Rein politische Entscheidung für Gorleben

Heinz Eckel 07.09.2009 13:02 Themen: Atom Weltweit Ökologie
Der Geologe und emeritierte Professor Gerd Lüttig erklärte in einem Interview des „Deutschlandfunks“, bei der Entscheidung des damaligen niedersächsischen Ministerpräsidenten Ernst Albrecht (CDU) für Gorleben anwesend gewesen zu sein. Diese Entscheidung fiel seiner Aussage nach 1977 aus rein politischen Gründen. Geologisch sei die mangelnde Eignung Gorlebens schon Mitte der siebziger Jahre durch die von ihm erstellten Gutachten bekannt gewesen, und zwar auch dem damaligen Bundeskanzler Helmut Schmidt (SPD).
Lüttig war Anfang der siebziger Jahre Vizepräsident des niedersächsischen Amts für Bodenforschung und als Gutachter freigestellt, um im Auftrag der Energieversorgungsunternehmen rund 100 Salzstöcke in Niedersachsen auf ihre Eignung als atomare Endlager zu überprüfen. Gorleben befand sich nicht unter den ersten drei Salzstöcken, die als am ehesten geeignet angesehen wurden, sondern lediglich unter den ersten acht. Grund hierfür war die Befürchtung, dass sich im Gorlebener Salstock Carnalit-Schichten befinden könnten.

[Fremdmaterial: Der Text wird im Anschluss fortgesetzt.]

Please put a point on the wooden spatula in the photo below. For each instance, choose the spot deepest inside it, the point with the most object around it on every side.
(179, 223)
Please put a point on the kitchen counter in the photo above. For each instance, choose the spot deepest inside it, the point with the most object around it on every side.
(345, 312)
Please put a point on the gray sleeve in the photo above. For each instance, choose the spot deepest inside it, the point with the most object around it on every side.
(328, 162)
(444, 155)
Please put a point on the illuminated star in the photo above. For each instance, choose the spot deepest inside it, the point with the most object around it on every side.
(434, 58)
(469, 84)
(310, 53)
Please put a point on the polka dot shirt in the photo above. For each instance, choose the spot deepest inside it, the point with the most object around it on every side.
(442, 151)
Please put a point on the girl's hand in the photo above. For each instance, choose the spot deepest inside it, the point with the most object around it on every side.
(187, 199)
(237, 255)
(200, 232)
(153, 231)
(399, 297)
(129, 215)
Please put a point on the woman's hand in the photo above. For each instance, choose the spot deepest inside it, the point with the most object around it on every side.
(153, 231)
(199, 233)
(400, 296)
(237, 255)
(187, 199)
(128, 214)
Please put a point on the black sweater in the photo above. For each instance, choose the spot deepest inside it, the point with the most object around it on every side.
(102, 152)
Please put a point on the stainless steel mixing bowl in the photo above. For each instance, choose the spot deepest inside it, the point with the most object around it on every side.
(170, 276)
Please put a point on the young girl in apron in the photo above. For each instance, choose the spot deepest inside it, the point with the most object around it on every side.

Carnalit (andere Schreibweise: Carnallit) ist ein kaliumhaltiges, farbloses, jedoch durch Eisenoxidhydrateinschlüsse oft rötlich erscheinendes Salzgemisch, welches einen niedrigen Schmelzpunkt von nur ca. 300 Grad Celsius aufweist. Durch Aufwärmung kann es bei Einlagerung radioaktiver Substanzen zum Schmelzen des Carnalits kommen, was eine Verformung des Salzstocks und somit dessen Instabilität nach sich ziehen kann. Carnalit ist außerdem leicht wasserlöslich, auch dies ein Grund für eine mögliche Salzstock-Instabilität. Gefunden wurde Carnalit übrigens auch in Morsleben und in der Asse, wie Aufnahmen des Geo-Museums der TU Clausthal zeigen, siehe
 http://geomuseum.tu-clausthal.de/minerale.php?section=21300&level=10&name=Carnalit
und
 http://geomuseum.tu-clausthal.de/minerale.php?section=21300&level=10&name=Carnalit&details=&nr=1&select=1

Da es sich bei Gorleben – im Unterschied zur Asse und zu Morsleben – nicht um ein bereits stillgelegtes (und somit gut bekanntes) Salzbergwerk handelt, ist anzunehmen, dass die Betreiber die Entdeckung solcher Carnalit-Schichten gegebenenfalls nicht unbedingt an die große Glocke hängen dürften, sondern möglicherweise zu vertuschen versuchen. Aufmerksame Beobachtung der Vorgänge rund um das als „Erkundungsbergwerk“ getarnte geplante Endlager kann also nicht schaden.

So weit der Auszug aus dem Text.